Emily’s Entourage (EE) is a US non-profit organisation that supports research to develop therapies for people with cystic fibrosis (CF) who do not benefit from CFTR-modulators, including those with rare and nonsense mutations.

EE is inviting applications for the 2025 round of its Translational Grant Programme and is seeking proposals from researchers based anywhere in the world for translational research in identified high-need areas, including nucleotide-based therapies, innovative inhaled antimicrobial formulations and overcoming immune recognition for gene therapy delivery systems.

The grants award critical seed funding of up to $220,000 over two years to support researchers pursuing innovative strategies with the potential to accelerate the development of gene-based therapies and drug-delivery mechanisms for CF.
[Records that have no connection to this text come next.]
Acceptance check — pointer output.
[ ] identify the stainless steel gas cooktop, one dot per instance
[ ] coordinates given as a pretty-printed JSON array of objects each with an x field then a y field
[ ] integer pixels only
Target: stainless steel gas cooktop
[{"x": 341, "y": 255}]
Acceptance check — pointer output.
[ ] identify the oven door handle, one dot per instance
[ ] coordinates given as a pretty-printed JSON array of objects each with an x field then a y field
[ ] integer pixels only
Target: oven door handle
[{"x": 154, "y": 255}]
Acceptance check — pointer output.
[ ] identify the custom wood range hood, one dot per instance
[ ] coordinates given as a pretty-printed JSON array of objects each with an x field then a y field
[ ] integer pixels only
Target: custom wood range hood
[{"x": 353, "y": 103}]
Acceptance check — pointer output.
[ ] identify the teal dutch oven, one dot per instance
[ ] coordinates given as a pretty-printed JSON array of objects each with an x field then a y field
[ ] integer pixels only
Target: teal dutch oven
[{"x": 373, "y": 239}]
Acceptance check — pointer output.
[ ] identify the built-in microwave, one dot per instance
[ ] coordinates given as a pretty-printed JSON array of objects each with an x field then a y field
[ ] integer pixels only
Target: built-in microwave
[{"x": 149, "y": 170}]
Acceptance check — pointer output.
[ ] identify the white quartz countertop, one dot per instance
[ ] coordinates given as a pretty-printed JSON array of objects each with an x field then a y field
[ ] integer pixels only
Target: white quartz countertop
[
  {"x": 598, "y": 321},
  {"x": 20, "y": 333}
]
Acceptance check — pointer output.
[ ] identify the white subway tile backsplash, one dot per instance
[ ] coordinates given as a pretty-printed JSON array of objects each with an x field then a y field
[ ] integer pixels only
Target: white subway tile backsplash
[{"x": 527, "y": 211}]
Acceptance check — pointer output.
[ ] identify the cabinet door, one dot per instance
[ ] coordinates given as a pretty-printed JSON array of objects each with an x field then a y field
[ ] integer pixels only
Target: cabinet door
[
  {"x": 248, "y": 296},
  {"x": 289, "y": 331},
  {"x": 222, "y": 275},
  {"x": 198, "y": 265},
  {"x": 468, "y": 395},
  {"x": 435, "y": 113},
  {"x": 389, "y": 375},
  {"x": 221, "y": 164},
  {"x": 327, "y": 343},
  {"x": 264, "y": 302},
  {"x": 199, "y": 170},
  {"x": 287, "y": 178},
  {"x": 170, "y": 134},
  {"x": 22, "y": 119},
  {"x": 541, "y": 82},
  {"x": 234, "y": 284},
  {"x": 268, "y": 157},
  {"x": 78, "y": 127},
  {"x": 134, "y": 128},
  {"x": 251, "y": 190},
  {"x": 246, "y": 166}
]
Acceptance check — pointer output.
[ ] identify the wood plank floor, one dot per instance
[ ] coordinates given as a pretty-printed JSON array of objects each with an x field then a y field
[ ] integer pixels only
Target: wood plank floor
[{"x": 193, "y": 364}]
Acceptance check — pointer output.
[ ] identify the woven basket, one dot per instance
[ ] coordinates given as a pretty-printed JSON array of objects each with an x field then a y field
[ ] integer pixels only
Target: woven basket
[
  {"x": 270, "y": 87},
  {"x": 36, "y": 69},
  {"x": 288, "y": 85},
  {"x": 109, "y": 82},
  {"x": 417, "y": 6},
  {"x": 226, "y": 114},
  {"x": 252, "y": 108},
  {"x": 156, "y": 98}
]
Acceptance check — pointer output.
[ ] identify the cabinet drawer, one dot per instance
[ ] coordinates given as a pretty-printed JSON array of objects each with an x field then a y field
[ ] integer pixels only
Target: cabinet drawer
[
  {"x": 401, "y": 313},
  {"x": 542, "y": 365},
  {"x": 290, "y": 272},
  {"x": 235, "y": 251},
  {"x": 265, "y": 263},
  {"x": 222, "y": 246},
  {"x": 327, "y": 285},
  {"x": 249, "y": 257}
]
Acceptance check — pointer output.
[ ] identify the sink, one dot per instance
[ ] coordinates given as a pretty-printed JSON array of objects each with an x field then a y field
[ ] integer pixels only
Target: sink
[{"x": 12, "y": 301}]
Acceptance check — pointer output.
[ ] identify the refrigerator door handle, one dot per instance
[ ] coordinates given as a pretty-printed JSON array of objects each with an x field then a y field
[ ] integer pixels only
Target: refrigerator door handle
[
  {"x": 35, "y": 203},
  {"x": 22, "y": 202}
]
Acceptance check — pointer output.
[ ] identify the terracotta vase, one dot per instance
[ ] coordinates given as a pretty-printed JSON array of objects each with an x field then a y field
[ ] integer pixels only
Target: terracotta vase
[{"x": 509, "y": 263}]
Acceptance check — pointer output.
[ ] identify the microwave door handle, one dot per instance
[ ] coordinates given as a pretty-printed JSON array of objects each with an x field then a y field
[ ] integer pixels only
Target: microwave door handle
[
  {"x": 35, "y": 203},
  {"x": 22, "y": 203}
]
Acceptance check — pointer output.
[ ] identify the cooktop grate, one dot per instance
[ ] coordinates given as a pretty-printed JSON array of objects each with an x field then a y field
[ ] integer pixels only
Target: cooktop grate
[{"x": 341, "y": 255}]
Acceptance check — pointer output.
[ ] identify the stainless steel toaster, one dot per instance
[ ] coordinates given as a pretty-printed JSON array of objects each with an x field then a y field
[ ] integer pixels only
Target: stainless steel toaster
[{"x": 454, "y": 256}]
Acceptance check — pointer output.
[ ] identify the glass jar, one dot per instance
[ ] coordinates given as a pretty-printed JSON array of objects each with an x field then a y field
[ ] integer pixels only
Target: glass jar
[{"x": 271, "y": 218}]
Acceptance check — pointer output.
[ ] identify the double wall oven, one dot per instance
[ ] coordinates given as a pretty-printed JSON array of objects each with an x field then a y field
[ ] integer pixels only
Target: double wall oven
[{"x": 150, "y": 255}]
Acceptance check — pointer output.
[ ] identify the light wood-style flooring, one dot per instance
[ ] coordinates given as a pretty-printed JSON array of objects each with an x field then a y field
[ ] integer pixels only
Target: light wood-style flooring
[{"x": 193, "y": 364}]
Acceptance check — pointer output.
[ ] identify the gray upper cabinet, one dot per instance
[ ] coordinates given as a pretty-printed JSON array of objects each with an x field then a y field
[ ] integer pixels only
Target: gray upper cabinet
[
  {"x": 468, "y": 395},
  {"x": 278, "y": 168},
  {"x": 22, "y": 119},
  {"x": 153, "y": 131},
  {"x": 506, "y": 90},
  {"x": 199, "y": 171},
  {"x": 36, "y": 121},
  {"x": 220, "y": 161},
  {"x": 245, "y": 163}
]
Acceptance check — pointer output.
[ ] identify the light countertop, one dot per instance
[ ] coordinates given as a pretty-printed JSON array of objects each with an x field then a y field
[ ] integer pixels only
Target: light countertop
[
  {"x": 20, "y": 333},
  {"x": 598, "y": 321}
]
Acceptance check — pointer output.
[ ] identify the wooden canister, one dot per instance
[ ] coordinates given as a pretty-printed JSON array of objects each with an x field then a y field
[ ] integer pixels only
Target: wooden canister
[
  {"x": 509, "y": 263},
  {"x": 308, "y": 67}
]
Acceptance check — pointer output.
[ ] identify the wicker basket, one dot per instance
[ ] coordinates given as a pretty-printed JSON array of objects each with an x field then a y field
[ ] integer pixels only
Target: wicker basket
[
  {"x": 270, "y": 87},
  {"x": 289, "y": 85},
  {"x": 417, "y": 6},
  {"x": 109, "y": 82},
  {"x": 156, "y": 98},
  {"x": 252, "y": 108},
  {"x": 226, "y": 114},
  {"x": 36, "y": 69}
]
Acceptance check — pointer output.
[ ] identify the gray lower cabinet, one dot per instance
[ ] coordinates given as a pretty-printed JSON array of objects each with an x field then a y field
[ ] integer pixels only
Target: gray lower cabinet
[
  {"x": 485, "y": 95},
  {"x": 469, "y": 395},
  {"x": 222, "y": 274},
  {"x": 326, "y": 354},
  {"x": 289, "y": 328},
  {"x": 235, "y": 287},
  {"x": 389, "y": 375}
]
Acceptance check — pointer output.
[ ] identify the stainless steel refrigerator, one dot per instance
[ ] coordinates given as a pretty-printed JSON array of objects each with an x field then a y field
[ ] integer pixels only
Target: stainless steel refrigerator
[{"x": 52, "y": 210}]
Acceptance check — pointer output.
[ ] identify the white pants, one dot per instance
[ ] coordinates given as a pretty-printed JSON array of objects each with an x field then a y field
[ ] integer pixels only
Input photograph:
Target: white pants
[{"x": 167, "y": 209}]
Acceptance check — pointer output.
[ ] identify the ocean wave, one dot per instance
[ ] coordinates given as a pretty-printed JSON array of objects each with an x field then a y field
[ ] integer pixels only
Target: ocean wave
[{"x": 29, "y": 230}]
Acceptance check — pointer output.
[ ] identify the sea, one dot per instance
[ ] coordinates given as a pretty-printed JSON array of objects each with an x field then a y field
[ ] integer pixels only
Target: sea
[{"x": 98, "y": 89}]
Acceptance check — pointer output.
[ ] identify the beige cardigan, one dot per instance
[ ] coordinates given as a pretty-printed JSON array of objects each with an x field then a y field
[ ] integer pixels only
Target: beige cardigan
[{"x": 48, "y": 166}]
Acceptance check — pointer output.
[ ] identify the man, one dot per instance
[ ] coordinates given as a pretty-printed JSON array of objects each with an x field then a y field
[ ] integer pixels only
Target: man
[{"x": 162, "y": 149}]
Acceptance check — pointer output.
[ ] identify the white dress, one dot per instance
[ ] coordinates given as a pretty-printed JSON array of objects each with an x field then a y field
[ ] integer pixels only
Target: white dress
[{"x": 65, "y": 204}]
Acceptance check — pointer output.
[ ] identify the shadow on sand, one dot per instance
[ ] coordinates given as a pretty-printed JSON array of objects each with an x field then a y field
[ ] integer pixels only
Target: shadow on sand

Areas of specific interest for the 2025 call for applications include:

• Nucleotide–Based Therapies – support for innovative approaches for nucleotide-based therapies for CFTR correction, including, but not limited to:
  • Gene editing platforms (CRISPR, base editing, prime editing) formulated for inhaled and systemic delivery with enhanced lung deposition and cellular uptake;
  • Novel encapsulation technologies including lipid nanoparticles, polymeric carriers, and hybrid delivery systems optimised for nebulisation;
  • Immune-evasive formulation strategies incorporating immune-suppressive excipients, stealth coatings, and targeted delivery to specific lung cell populations;
  • Next-generation viral vectors (AAV, lentiviral, adenoviral) with reduced immunogenic profiles and enhanced lung tropism.
• Novel Inhaled Formulations for Staphylococcus aureus and CF Pathogens – for research to address the current need for innovative inhaled antimicrobial formulations and delivery systems. Priority targets include MRSA, nontuberculous mycobacteria (NTM), and other high-burden CF pathogens. Proposals are sought for research into novel formulation approaches, including, but not limited to:
  • FDA approved antimicrobials formulated specifically for pulmonary delivery;
  • Advanced liposomal and lipid-based formulations of existing antibiotics for enhanced lung penetration and sustained release;
  • Sustained-release formulations enabling extended antimicrobial activity with reduced dosing frequency;
  • Combination inhaled therapies integrating antimicrobial-adjuvant combinations;
  • Novel inhaled antifungal formulations addressing fungal co-infections and emerging resistance patterns.
• Understanding Immunogenicity in CF Nucleotide-Based Therapies – nucleotide-based therapies for CF encounter significant obstacles from immune recognition and safety issues that can substantially reduce treatment effectiveness. There is critical need for insights to advance research on safe, effective, and repeatable gene therapy delivery systems. Proposals are sought for research that overcomes current barriers to successful gene therapy administration, enabling patients to receive multiple treatments safely and effectively over time, including, but not limited to:
  • Understanding of pre-existing immunity and treatment-induced immune reactions;
  • Immunosuppressive approaches to reduce immune system activation;
  • Novel strategies to bypass immune recognition.

Eligible applicants are faculty, based at academic institutions anywhere in the world, who have a doctoral qualification and good track record of peer-reviewed publications and extramural funding. Collaborative research by investigators with experience in gene-targeting strategies within or outside of the CF field is strongly encouraged.